Eisbachtaler Sportfreunde
- Full name: Eisbachtaler Sportfreunde 1919
- Nickname: Eisbären (Polar Bears)
- Founded: 1919/1966
- Ground: Eisbachtalstadion
- Capacity: 6,000
- League: Oberliga Rheinland-Pfalz/Saar (V)
- 2025–26: Oberliga Rheinland-Pfalz/Saar, 14th of 18
| Home colours | Away colours |

= Eisbachtaler Sportfreunde =

Association football club

 Eisbachtaler Sportfreunde is a German association football club based in Nentershausen, Rhineland-Palatinate.

==History==
Eisbachtaler Sportfreunde were formed in 1966 as a merger of local teams SC Großholbach, TuS Girod-Kleinholbach, VfR Nomborn, TuS Heilberscheid and TuS Nentershausen. The oldest of these clubs was founded in 1919, which is recognized as the official founding year. Eisbachtal immediately began their rise through the league system and eventually reached the Regionalliga Südwest in 1972, then the second-highest tier in German football. Due to the introduction of the 2. Bundesliga in 1974, the club was relegated to the Amateurklasse. In 1978, Sportfreunde were founding members of the newly introduced Oberliga Südwest, and stayed in this league until their relegation in 1986. The next years were spent in the Verbandsliga Rheinland, before they eventually returned to the Oberliga in 1990. Eisbachtal established themselves as one of the better teams for the next decade, missing out on promotion to the Regionalliga West/Südwest several times. At the beginning of the new millennium, the strength of the club gradually decreased and eventually culminated in relegation to the fifth-tier Verbandsliga Rheinland in 2003.

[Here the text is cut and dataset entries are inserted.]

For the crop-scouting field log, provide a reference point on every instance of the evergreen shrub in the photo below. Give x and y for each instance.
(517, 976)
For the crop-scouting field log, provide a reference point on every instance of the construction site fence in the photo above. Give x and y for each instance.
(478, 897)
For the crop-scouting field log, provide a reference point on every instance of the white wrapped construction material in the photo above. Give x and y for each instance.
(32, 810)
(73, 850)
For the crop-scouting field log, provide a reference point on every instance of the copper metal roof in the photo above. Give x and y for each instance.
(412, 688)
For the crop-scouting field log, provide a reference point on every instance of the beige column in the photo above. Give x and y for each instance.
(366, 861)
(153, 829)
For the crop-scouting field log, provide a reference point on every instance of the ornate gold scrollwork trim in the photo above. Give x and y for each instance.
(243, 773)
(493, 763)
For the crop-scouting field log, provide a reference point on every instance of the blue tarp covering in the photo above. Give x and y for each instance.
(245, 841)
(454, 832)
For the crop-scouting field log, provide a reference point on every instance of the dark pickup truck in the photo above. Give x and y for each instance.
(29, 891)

After four years in the Verbandsliga Rheinland, which had been renamed Rheinlandliga in the meantime, Eisbachtal surprisingly dropped yet another level to the Bezirksliga in 2007. They made their immediate return to the Rheinlandliga in 2008 after winning a four team relegation round before achieving promotion to the Oberliga Südwest at the end of the 2008–09 season.

After two Oberliga seasons the club dropped to the Rheinlandliga once more, where it played for an additional eight until 2019, when Eisbachtal won the league and earned another promotion to the renamed Oberliga Rhineland-Pfalz/Saar where the club plays today.

==Honours==
The club's honours:
- Oberliga Südwest/Rhineland-Pfalz/Saar
  - Runners-up: 1995, 1998, 2022
- Rheinlandliga
  - Champions: 1972, 1990, 2009, 2019

==Stadium==
Sportfreunde Eisbachtal currently play in the Eisbachtalstadion, which has a capacity of 6,000.

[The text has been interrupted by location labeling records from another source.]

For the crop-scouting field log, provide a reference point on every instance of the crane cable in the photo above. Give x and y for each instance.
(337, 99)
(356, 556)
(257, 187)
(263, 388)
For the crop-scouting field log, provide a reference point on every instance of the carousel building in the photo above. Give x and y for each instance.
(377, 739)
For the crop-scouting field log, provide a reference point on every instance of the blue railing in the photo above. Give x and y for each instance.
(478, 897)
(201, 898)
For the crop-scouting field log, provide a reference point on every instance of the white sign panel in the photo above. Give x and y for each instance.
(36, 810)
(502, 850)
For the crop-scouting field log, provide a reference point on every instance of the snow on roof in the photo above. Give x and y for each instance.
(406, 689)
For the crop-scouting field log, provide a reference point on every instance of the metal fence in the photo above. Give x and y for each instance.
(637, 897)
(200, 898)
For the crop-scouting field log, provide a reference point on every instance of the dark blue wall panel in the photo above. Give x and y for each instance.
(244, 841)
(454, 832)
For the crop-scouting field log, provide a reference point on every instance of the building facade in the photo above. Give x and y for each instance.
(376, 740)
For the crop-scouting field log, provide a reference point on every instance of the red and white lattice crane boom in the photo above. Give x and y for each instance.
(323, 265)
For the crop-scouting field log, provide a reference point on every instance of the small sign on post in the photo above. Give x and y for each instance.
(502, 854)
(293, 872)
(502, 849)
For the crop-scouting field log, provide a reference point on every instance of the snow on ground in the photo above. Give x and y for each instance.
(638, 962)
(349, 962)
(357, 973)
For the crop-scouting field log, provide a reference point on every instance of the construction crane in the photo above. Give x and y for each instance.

The stadium is in use since 1972. Before that, the club played in the Waldstadion Großholbach, the ground of co-founders SC Großholbach.

==Recent seasons==
The recent season-by-season performance of the club:

| Season | Division | Tier | Position |
| 2001–02 | Oberliga Südwest | IV | 6th |
| 2002–03 | Oberliga Südwest | 19th ↓ |
| 2003–04 | Rheinlandliga | V | 8th |
| 2004–05 | Rheinlandliga | 11th |
| 2005–06 | Rheinlandliga | 8th |
| 2006–07 | Rheinlandliga | 15th ↓ |
| 2007–08 | Bezirksliga Rheinland-Ost | VI | 2nd ↑ |
| 2008–09 | Rheinlandliga | 1st ↑ |
| 2009–10 | Oberliga Südwest | V | 7th |
| 2010–11 | Oberliga Südwest | 19th ↓ |
| 2011–12 | Rheinlandliga | VI | 2nd |
| 2012–13 | Rheinlandliga | 8th |
| 2013–14 | Rheinlandliga | 8th |
| 2014–15 | Rheinlandliga | 4th |
| 2015–16 | Rheinlandliga | 7th |
| 2016–17 | Rheinlandliga | 2nd |
| 2017–18 | Rheinlandliga | 2nd |
| 2018–19 | Rheinlandliga | 1st ↑ |
| 2019–20 | Oberliga Rheinland-Pfalz/Saar | V | 18th |
| 2020–21 | Oberliga Rheinland-Pfalz/Saar | 11th |
| 2021–22 | Oberliga Rheinland-Pfalz/Saar | 15th |
| 2022–23 | Oberliga Rheinland-Pfalz/Saar |  |

- With the introduction of the Regionalligas in 1994 and the 3. Liga in 2008 as the new third tier, below the 2. Bundesliga, all leagues below dropped one tier. In 2012 the Oberliga Südwest was renamed Oberliga Rheinland-Pfalz/Saar.